At 03:18 PM 3/31/04 -0800, Michel Pelletier wrote:
On Wed, 2004-03-31 at 12:52, python-dev-request@python.org wrote:
Message: 6 Date: Wed, 31 Mar 2004 12:49:14 -0800 From: Guido van Rossum
Subject: Re: [Python-Dev] PEP 318: Decorators last before colon To: "Phillip J. Eby" Cc: python-dev@python.org Message-ID: <200403312049.i2VKnEi14444@guido.python.org> There appears to be a strong correlation between people who have specific use cases for decorators, and the people who want the last-before-colon syntax. Whereas, people who have few use cases (or don't like decorators at all) appear to favor syntaxes that move decorators earlier. Whether that means the "earlier" syntaxes are better or worse, I don't know. <0.5 wink>
Maybe the practitioners are so eager to have something usable that they aren't swayed as much by esthetics.
The current system with no syntax is equally usable, what's gained functionally?
It's not equally usable.
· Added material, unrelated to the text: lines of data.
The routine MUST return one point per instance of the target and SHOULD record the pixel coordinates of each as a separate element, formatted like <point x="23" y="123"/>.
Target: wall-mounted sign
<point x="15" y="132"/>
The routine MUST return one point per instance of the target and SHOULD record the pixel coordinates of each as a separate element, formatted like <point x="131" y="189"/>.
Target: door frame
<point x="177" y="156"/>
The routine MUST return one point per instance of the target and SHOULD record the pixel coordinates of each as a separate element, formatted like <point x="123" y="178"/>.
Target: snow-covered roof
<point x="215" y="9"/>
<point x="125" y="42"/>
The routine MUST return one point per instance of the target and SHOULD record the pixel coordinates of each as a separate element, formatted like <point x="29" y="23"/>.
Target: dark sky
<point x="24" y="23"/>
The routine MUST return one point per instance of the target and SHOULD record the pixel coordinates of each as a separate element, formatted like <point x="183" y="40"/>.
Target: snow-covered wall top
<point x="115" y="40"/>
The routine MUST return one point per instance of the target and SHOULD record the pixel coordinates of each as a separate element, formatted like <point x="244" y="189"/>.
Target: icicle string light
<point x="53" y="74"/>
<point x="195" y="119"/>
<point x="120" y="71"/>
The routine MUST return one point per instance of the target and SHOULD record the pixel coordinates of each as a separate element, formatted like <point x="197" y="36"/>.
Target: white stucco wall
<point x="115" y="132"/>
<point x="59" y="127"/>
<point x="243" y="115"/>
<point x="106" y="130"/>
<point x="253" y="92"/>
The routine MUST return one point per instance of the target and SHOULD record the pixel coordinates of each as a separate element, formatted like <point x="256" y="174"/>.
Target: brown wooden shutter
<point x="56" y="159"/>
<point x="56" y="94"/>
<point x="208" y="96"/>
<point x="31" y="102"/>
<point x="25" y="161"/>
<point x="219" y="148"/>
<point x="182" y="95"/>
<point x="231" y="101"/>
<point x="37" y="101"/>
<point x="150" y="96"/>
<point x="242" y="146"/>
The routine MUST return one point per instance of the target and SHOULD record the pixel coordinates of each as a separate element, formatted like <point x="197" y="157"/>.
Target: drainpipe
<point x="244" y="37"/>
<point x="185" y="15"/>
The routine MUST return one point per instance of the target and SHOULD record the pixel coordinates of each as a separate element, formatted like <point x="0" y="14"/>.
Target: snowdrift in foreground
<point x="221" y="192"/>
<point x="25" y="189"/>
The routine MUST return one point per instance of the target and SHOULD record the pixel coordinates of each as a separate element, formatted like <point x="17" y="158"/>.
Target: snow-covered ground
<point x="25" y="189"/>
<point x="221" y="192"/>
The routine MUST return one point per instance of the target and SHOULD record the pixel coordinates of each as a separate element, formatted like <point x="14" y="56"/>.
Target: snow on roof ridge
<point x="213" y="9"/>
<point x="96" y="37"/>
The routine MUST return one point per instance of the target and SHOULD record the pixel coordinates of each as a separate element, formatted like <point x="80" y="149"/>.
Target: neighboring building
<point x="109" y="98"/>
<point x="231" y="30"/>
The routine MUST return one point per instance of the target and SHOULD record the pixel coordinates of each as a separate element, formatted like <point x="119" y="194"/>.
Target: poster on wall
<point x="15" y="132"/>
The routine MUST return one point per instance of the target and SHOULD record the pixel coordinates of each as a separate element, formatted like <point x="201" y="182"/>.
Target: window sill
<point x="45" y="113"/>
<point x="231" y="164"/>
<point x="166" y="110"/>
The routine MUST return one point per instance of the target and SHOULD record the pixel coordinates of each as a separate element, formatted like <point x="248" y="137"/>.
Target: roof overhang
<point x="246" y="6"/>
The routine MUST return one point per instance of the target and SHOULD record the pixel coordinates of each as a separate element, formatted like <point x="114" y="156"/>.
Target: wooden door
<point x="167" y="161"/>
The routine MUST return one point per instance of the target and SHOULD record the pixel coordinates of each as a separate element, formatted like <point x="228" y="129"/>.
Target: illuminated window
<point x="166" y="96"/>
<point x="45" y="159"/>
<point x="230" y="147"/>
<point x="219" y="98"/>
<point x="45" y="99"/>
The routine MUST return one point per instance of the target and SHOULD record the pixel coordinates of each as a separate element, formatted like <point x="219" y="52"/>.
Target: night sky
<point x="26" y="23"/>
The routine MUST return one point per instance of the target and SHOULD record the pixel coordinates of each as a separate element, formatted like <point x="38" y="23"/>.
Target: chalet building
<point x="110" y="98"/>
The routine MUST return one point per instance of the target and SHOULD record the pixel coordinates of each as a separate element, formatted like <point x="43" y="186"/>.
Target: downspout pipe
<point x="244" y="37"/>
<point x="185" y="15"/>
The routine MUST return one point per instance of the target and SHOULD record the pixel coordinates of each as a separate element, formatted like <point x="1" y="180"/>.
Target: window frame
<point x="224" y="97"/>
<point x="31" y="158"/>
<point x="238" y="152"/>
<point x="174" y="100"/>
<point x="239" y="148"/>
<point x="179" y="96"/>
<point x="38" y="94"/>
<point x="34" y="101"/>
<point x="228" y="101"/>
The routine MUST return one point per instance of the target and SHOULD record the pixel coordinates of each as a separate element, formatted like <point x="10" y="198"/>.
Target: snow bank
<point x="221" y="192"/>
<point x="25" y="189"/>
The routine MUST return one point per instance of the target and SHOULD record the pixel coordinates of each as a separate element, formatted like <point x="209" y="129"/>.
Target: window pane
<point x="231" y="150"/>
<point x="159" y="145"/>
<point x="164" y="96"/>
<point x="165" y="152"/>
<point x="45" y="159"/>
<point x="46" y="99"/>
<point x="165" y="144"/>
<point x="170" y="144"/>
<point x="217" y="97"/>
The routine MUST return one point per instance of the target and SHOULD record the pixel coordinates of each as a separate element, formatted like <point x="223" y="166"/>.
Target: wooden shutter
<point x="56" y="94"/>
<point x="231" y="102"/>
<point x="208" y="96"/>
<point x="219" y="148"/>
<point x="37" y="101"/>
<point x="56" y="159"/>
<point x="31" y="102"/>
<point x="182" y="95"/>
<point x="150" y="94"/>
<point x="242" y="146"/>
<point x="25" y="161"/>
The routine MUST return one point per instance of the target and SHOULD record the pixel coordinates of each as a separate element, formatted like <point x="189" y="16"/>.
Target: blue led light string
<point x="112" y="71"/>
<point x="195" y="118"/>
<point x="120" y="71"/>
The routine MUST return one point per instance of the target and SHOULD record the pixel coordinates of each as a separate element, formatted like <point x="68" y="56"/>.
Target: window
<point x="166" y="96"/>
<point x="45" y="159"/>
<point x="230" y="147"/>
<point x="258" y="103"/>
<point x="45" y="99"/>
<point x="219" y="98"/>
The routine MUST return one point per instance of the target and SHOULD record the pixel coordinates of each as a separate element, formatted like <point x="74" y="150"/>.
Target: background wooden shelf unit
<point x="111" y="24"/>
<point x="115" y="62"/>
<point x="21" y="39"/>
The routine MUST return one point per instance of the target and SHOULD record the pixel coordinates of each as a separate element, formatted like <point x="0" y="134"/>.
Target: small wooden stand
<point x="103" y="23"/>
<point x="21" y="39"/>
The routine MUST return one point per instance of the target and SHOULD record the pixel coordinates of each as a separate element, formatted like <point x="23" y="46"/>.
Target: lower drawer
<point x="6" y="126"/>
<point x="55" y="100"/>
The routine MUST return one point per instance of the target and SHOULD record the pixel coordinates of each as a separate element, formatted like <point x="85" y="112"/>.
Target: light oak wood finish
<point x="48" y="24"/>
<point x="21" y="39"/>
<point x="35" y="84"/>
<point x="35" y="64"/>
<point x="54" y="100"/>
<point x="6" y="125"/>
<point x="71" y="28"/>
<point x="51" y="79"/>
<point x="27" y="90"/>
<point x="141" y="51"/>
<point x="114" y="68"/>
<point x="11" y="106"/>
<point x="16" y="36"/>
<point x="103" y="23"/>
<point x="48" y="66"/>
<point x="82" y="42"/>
It is 1) considerably more verbose, particularly in Bob's use case of long function names, and 2) hard to spot by a reader who's skimming to get an overview of a class or module.
Another discussion point occurred to me regarding interfaces and projects that use them heavily like Zope, Twisted, PEAK etc. Has the decorator syntax as proposed been evaluated in the light of these interfaces (and any future native language support for them), whose methods have no body to interpose between the definition and decorators as they exist now? I've seen the "Large Body" argument use several times in defense of the decorator syntax being before or above the definition.
I have seen virtually no use of decorators on interface methods in the frameworks you mention. In fact, I can't recall ever having seen a single use of decorators on interface methods. That's probably simply because the cost of using decorators is too high to waste on anything that's not part of the implementation, and the documentary value of decorators using today's syntax is poor compared to adding text to the method's docstring.